Suggestion Sequence

This sequence diagram outlines the steps involved in generating a Pix QRCode, handling the payment, and verifying the payment status through a secure process. It also includes error handling and verification mechanisms to ensure the authenticity of payment notifications.

User requests to generate Pix QRCode:
The user initiates a request on the website to generate a Pix QRCode for a payment.
Website sends payment details to Pagstar:
The website sends a POST /cob request to the Pagstar API with the payment details to generate the QRCode.
Handling QRCode generation:
- QRCode generation succeeds:
  If the QRCode is successfully generated, Pagstar responds with a 200 OK along with the QRCode payload. The website displays the generated QRCode to the user for payment.
- QRCode generation fails:
  If the generation fails, Pagstar returns a 400 Bad Request error. The website then displays an error message to the user.
User interaction with the Pix QRCode:
- User does not pay:
  If the user does not complete the payment, the website times out and notifies the user that the payment was not completed.
- User completes the payment:
  If the user successfully makes the payment, Pagstar sends a POST /webhook/pix-payment notification to the website, containing the payment details.
Security check to prevent fake notifications:
We use dynamic IPs to send our webhooks, meaning that the IP addresses may change with each sending. Upon receiving the payment webhook, the website performs a security check by querying Pagstar's API with a GET /cob/{txid} request to verify the status of the payment.
Payment status verification:
- Status is CONCLUIDA:
  If the payment status is CONCLUIDA (completed), the website updates the payment status to 'APPROVED' and informs the user that the payment was successfully approved.
- Status is REMOVIDA_PELO_PSP:
  If the payment status is REMOVIDA_PELO_PSP (removed by the payment service provider), the website updates the payment status to 'CANCELED' and notifies the user that the payment was canceled.
- Other status or suspicious activity:
  If the status does not match these valid statuses or is considered suspicious, the website marks the payment as invalid or suspicious and informs the user that the payment failed or is invalid.

Token Validation

Before initiating any request to Pagstar, the website must validate the authentication token. If the token is invalid or expired, Pagstar returns a 401 Unauthorized, and the website handles this by notifying the user of the authentication failure.

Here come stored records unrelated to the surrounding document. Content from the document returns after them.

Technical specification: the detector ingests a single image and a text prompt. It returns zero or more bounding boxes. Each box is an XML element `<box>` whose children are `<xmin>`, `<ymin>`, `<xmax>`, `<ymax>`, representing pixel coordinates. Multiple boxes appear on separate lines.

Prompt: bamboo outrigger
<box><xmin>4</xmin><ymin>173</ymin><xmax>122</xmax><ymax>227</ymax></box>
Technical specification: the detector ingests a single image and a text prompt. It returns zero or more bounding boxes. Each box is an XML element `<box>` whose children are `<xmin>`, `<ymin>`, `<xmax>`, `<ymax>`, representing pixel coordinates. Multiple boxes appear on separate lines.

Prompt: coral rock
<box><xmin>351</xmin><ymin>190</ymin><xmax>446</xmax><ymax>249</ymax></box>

Important: Only 10 requests per minute are accepted, otherwise null will be returned.

Qrcode Status

ATIVA:
Indicates that the record refers to a charge that has been generated but has not yet been paid or removed.
CONCLUIDA :
Indicates that the record refers to a charge that has already been paid and, therefore, cannot accept another payment.
REMOVIDA_PELO_USUARIO_RECEBEDOR:
Indicates that the receiving user has requested the removal of the charge record.
REMOVIDA_PELO_PSP :
Indicates that the Receiving PSP (Payment Service Provider) has requested the removal of the charge record.

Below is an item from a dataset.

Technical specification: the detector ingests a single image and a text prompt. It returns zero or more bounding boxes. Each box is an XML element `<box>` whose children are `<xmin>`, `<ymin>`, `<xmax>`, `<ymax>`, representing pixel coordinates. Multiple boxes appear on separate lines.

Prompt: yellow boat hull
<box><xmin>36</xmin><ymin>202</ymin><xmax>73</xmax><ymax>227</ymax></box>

Recommendations for the Checkout or Payment Screen

Displaying the QR Code
- Use the pixCopiaECola field to display the QR Code on the front-end. This can be done by converting its content into a QR image or directly showing the code in the Pix Copy and Paste format.
Pix Copy and Paste Option
- Provide a dedicated text area for users to copy the Pix code easily (using the pixCopiaECola value).
- Include a "Copy Code" button to simplify the process.
Countdown Timer
- Show a countdown timer based on the expire_at field to inform users of the remaining time to complete the payment.
Payment Tracking
- After displaying the QR Code, wait for the payment notification sent by the bank or PSP (Payment Service Provider) to your back-end system.
- Automatically update the order status once the payment is confirmed.
Handling Expired Payments
- If the payment is not confirmed before the QR Code expires, display a clear message to the user indicating that the code is no longer valid.
- Provide an option to generate a new QR Code to retry the payment.
Error Handling
- If an issue occurs while generating the QR Code, notify the user with a friendly message.
- Suggest retrying or selecting an alternative payment method.